Pensé en Tommy y Jessica, que estaban en casa. Pisé el acelerador.
– Ese Johnny -dijo Ben-. Lo llaman jefe, pero no dirige todo el sindicato, ¿no?
– Es el tesorero para las pensiones, o algo así -contesté-. Según James, la familia Buffalino lo tiene en alta estima.
Entonces vi unas luces que se acercaban a nosotros desde atrás. Aceleré aún más, sin apartar la vista del retrovisor.
– ¿Qué haces? -preguntó Ben. Miró hacia atrás-. Mierda.
Los faros se acercaban. La aguja roja del velocímetro pasaba de ciento veinte y mis manos sudorosas resbalaban sobre el volante. La lluvia apenas me dejaba ver. Las luces ya estaban cerca. Era un Suburban negro. Distinguí la forma de dos cabezas tras el parabrisas. Pensé en Milo. Muerto.
Nos embistieron por detrás. Mi corazón parecía a punto de salirse de las costillas, y agarré el volante con tanta fuerza que no sentía las manos. El pie se me fue directo al freno, pero acto seguido pensé que lo que debía hacer era acelerar.
Ben apoyó las manos en el salpicadero.
Salimos disparados y sentí ese escalofrío que uno nota cuando corre por el campo con la pelota debajo del brazo. Mi coche tenía un motor potente, capaz de correr. Doblé la siguiente curva y me pareció que las ruedas derrapaban, pero reduje la velocidad sólo un poco, lo suficiente para evitar volcar.
– ¡Mierda, frena! -gritó Ben por encima del ruido de la lluvia.
No le hice caso. Volví a pisar a fondo el acelerador. Aunque la densa lluvia apenas me dejaba ver la carretera, sabía que los tenía pegados a los talones. Me concentré en la línea blanca, al final del rayo de luz que desprendían los faros de mi coche.
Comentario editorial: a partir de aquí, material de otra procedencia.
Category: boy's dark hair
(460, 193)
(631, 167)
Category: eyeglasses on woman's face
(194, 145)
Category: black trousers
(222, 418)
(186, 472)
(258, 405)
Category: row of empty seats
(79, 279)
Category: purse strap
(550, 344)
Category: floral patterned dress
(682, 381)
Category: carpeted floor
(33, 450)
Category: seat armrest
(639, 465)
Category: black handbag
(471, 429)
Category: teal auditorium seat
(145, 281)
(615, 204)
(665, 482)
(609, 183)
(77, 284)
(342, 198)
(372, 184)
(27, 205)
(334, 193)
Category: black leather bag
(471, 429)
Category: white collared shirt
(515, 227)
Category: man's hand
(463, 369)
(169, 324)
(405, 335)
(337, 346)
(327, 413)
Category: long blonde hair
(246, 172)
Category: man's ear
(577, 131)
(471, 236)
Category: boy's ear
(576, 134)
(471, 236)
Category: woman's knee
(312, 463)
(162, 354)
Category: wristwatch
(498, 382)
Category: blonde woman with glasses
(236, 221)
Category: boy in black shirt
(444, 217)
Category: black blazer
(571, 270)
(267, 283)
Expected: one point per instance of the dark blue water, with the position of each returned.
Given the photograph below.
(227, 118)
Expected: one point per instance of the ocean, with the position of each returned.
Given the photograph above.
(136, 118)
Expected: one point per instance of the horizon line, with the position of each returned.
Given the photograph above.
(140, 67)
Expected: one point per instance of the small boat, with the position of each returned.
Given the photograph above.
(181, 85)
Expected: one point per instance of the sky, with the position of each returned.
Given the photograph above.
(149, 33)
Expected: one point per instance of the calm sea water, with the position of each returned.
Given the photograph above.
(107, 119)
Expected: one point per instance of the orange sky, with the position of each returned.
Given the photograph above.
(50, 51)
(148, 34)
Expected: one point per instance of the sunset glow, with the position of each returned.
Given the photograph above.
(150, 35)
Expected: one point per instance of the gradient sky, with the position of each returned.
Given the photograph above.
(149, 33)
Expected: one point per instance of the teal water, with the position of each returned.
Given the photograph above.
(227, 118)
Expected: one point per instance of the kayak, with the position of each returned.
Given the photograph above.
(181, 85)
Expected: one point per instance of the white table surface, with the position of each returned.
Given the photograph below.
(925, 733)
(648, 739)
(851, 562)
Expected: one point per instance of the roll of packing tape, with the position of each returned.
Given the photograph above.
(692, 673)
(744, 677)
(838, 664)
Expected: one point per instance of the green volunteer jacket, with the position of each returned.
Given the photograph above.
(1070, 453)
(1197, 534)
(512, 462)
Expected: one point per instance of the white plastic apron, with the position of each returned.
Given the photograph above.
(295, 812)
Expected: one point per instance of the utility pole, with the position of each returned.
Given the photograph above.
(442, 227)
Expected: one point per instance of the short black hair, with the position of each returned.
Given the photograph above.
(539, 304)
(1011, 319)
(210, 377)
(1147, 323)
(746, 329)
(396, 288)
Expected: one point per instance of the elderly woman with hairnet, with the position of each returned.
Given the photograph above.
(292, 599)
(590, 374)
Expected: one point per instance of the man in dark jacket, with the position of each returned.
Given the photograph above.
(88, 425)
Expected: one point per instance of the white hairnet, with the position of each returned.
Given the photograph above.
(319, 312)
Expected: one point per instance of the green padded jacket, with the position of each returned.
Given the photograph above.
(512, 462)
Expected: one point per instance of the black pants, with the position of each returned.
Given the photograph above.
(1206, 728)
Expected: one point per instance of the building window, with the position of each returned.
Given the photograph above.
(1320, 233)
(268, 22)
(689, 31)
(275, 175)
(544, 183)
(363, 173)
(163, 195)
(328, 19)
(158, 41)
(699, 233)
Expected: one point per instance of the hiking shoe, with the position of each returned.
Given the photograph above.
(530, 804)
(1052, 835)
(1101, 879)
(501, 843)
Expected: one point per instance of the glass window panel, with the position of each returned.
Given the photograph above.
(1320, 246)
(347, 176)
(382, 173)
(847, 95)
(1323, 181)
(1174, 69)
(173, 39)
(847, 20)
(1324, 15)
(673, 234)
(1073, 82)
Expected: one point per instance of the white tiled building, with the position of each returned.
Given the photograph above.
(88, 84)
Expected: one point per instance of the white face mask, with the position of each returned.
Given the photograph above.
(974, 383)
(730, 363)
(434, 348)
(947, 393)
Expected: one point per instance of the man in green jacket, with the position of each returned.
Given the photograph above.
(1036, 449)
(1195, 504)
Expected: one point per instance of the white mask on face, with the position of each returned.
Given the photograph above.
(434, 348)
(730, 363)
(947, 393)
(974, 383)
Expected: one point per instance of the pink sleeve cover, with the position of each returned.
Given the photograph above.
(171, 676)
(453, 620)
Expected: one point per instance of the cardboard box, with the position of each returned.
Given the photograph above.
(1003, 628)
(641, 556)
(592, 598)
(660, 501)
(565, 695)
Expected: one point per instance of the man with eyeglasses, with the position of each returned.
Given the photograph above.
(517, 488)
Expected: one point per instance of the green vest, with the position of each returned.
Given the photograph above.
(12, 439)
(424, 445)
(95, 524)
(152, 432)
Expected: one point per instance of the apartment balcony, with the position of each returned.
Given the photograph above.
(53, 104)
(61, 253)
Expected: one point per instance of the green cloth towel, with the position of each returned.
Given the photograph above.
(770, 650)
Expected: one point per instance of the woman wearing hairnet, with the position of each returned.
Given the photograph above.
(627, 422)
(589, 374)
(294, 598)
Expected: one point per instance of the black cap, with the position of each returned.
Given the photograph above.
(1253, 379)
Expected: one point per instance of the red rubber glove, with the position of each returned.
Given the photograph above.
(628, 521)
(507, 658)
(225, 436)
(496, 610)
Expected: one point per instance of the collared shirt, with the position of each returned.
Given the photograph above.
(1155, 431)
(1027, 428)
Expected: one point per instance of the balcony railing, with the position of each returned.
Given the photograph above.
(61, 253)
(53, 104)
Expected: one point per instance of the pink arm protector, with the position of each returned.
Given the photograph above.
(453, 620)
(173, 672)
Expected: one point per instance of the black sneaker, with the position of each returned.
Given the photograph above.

Me sudaban las manos y me aferré al volante.
– ¡Joder! -exclamó Ben.
Ni siquiera respondí. Llegamos a un tramo recto y la furgoneta no tardó en ponerse a nuestro lado. Eché un vistazo rápido y vi una cara, pálida como la luna, que me miraba. Matones del sindicato que no conocía, pero no podían ser otra cosa. Supe lo que pensaban hacer un instante antes de que lo llevaran a cabo.